To where it bent in the undergrowth;

 

Then took the other, as just as fair,

And having perhaps the better claim,

Because it was grassy and wanted wear;

Though as for that the passing there

Had worn them really about the same,

 

And both that morning equally lay

In leaves no step had trodden black.

Oh, I kept the first for another day!

Yet knowing how way leads on to way,

I doubted if I should ever come back.

 

I shall be telling this with a sigh

Somewhere ages and ages hence:

Two roads diverged in a wood, and I—

I took the one less traveled by,

And that has made all the difference.


Robert Frost has taken the path that had been less traveled, and this choice has made all the difference. Our Lenten journey through the gate way of Ash Wednesday is like “the Road Less Traveled” , and traveling through this makes all the difference.  And the Scripture Readings for Thursday after Ash Wednesday (Deuteronomy 30:15-20; Matthew 9:22-25) tell what “the Road Less Traveled” for Lent means.

For those who receive ashes on their foreheads and entered the holy season of Lent on Ash Wednesday, you have chosen “the Road Less Traveled”, the latter path of life, not the former path of death.

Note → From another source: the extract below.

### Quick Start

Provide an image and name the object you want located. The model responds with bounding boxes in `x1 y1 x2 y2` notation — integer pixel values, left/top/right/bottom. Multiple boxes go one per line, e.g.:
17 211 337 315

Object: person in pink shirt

In the First Reading (Deuteronomy 30:15-20), Moses tells that following God’s way, guided by His commandments in Torah, is the way of life and prosperity, enjoying His blessings. In contrast, following other things is a way to be cursed and perish.

To keep the Israelites from paths of destructions – to empower them to fight temptations toward destructive and addictive self-pleasure path, God gave the Law, the corpse of commandments, to them through Moses.

Now, in the Gospel Reading (Matthew 9:22-25), Jesus tells that the way of life means to lose one’s life for the sake of him and his truth, while our attachment to our own lives cannot save us. And he foretells that he is the one to demonstrate what he means by this as he is destine to go through the Passion into death.

Going on our Lenten journey, guided by Jesus and his words, empowered by the Holy Spirit, means to walk through the way of life that Moses speaks for following God’s commandments and that Jesus speaks for overcoming our attachment to our own lives for his sake, just as he is not attached to his earthly life for the sake of the Father’s will.

Is your Lenten commitment to prayer, fasting (abstinence), and almsgiving, keeping you on the right path of life?

Are you praying, fasting, and giving alms, out of obligatory attitude – or to make you look good or pious?

Or, are you doing these because you love God with all your heart, being, and strengths (Deuteronomy 6:5), loving His Law, as reflected in Psalm 119?

The fruits you will bear (i.e. Matthew 7:17-20; Luke 6:43-45; John 15:1-5, 16; Colossians 1:10; cf. Galatians 5:22-23) upon completing your Lenten journey will tell.

Yes, the difference of our choice in taking “the Road Less Traveled” for Lent is found in the fruits.